– Никак нет.
– «Здесь лежит Пиррон, ему кажется, что он еще не умер». Так и вы, Никифор Алексеевич, что-то начали во всем сомневаться. Еще древние, еще великий математик Пифагор доказал, что круг – идеальная геометрическая фигура… А вы говорите – квадрат. В таком разе, почему не эллипс, не треугольник, не восьмигранник?
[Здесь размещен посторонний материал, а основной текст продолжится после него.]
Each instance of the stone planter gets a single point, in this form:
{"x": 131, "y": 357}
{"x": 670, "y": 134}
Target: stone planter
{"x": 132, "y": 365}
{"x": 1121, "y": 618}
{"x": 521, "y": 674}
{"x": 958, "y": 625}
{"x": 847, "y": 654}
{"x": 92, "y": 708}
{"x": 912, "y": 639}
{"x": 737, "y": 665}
Вместо ответа Бегичев покрякал удрученно – лейтенант задавил его – и кистью начертил на камне широкий красный круг. Колчак отступил на несколько шагов.
– Во, это другое дело!
– Внутри круга краской замазывать?
– Обязательно! – Колчак подхватил одну из банок – ясак, оставленный медведю, подкинул ее. Банка была тяжелая, холодная, увертливая, она грузно шлепнулась в руку, Колчак едва удержал ее – банка отбила пальцы – и, спустившись немного по ложку вниз, кинул медведю:
– Ешь!
Медведь дернулся было на камне, туша его вареным салом колыхнулась, сквозь мех проглянула, высветившись восково, старая желтая кожа, маленькими сплюснутыми глазками медведь проследил за полетом банки – Колчак кинул ее с силой, далеко, и когда она подкатилась к его ногам, вновь дернулся, вытянул, как гимнаст, заднюю лапу и ловко подгреб ее к себе…
В следующую минуту он уже довольно урчал, слизывая с лап сладкую гущу, чмокал губами, щелкал языком, бормотал что-то про себя.
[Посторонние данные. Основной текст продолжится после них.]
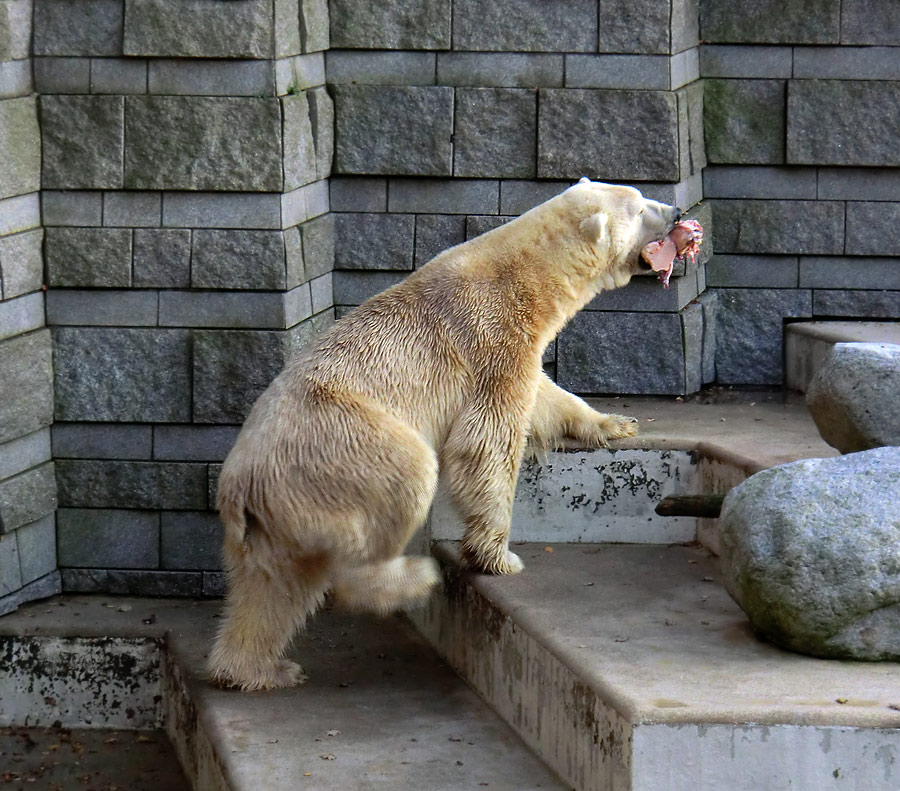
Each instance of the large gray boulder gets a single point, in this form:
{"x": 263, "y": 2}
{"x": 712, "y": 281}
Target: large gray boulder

– Этого медведя можно сделать ручным, – сказал Колчак.
– А зачем он нам?
– Вот именно – зачем? Ручной медведь – большая обуза.
– Куда будем дальше держать курс, ваше благородие Александр Васильевич? – Бегичев, справившись со своей работой, теперь, картинно откинувшись назад, будто живописец, любовался ярким алым пятном, украсившим камень.
– На север, – сказал Колчак. – К Земле Беннета.
На север пошли ходко – за «казенный счет», как языкасто подметил Бегичев: с юга подул ветер, Железников поднял парус, и вельбот будто поплыл сам по себе, на хорошем машинном ходу, наваливаясь тяжелым телом на мелкие льдины, со свинцовым шорохом разгребая шугу, лавируя между крупными льдинами, вспугивая редких тюленей и моржей. Тюленей можно было не бояться – это тварь некрупная, ласковая, не вреднее зайца характером, так и хочется при виде иной симпатичной морды с сахарными усами потянуться за морковкой и сунуть ее в улыбающуюся пасть, а вот моржи, особенно самцы, охраняющие потомство, были свирепы. Пара этих сильных громоздких зверей, разозлившись, могла запросто превратить вельбот в щепки, поэтому ухо надо было держать востро. И глаза прикрывать от ветра, чтобы не слезились. Колчак сам сидел на руле, изредка уступая место Железникову.
Команда отдыхала. Отдыхал, распустив безбородое, безусое, гладкое лицо, работящий якут Ефим, отдыхали поморы.
На открытых местах, там, где не было ни шуги, ни льда, вода гулко шлепала в днище вельбота, шипела, взрывалась белыми пузырчатыми султанами; когда в нее попадал луч солнца, становилась видна глубина – бутылочно-бледная, страшноватая, порою в глубине этой возникала рябь – шел косяк, и, видя рыбу, Бегичев радовался, как ребенок:
– Есть жизнь в студеном море!
Двенадцать дней до этого благословенного ветра им пришлось идти на веслах, выкладываясь так, что воздух перед глазами становился кровянисто-красным, а на черенках оставались лохмотья кожи; там, где льдины зажимали вельбот, не давали прохода, приходилось впрягаться в постромки, выволакивать бот на лед и тащить его на себе, задыхаясь, прислушиваясь к тоскливому звону жидкого обескислородненного пространства, давя в себе усталость, нытье разбитых, скрученных холодом мышц, давя печаль, которая на Севере мертво прилипает к человеку и ни вытряхнуть ее, ни выбить, ни выжечь из себя – она давит, давит, давит.